Colocando em pauta o tema “Fortalecer os Juizados Especiais é fortalecer a Justiça”, a mobilização nacional coordenada pelo Conselho Nacional de Justiça e operacionalizada pelos tribunais segue até a próxima sexta-feira (19). Em Mato Grosso, a abertura da programação foi realizada no Complexo dos Juizados Especiais Desembargador José Silvério Gomes, em Cuiabá.

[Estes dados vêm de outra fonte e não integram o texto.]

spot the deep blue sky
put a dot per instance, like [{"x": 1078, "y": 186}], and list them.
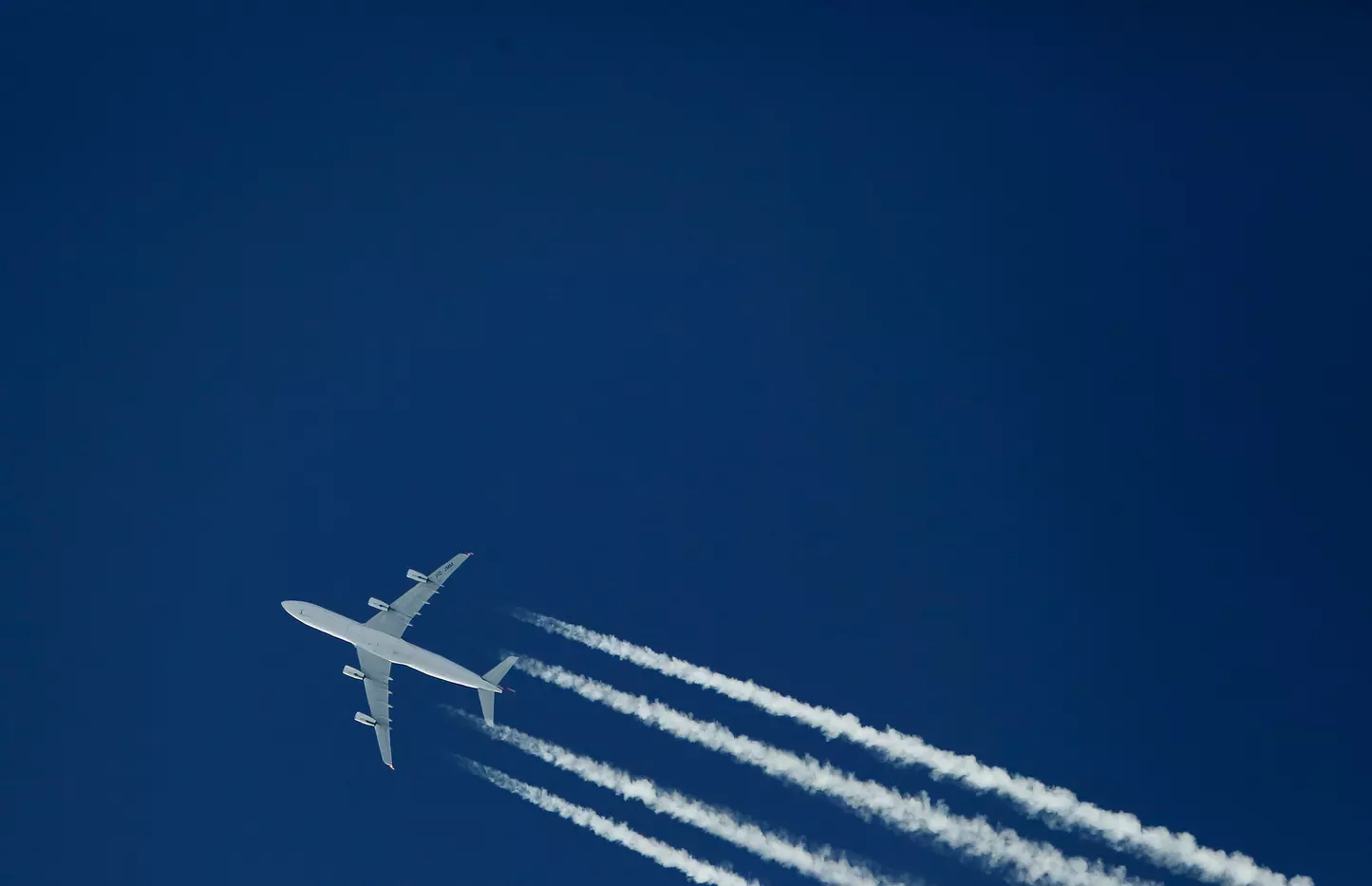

Em sua fala aos mais de setecentos participantes, entre presenciais e virtuais, o presidente do Tribunal de Justiça de Mato Grosso (TJMT), desembargador José Zuquim Nogueira fez questão de agradecer todos os integrantes do sistema de juizados pela dedicação e amor empenhados diariamente. Segundo ele, esse é um sistema que potencializa o atendimento das demandas reprimidas.

“Demandas reprimidas exigem prontidão, comprometimento e celeridade. Vivemos um tempo em que não se admite mais um juiz dentro de uma redoma. Deve haver participação na sociedade, para que nós possamos fortalecer todo o nosso sistema judiciário. Por isso, externo aos integrantes dos Juizados Especiais a minha gratidão e alegria de participar deste momento”, disse Zuquim.

Pioneirismo

O corregedor-geral da Justiça, desembargador José Luiz Leite Lindote enfatizou a importância dos Juizados Especiais para a sociedade e para o Judiciário. Nesse contexto, apontou que Mato Grosso sempre foi pioneiro, sendo um dos primeiros no país a implantar esse modelo e se destacando desde que o sistema ainda era chamado de “Juizado de Pequenas Causas”.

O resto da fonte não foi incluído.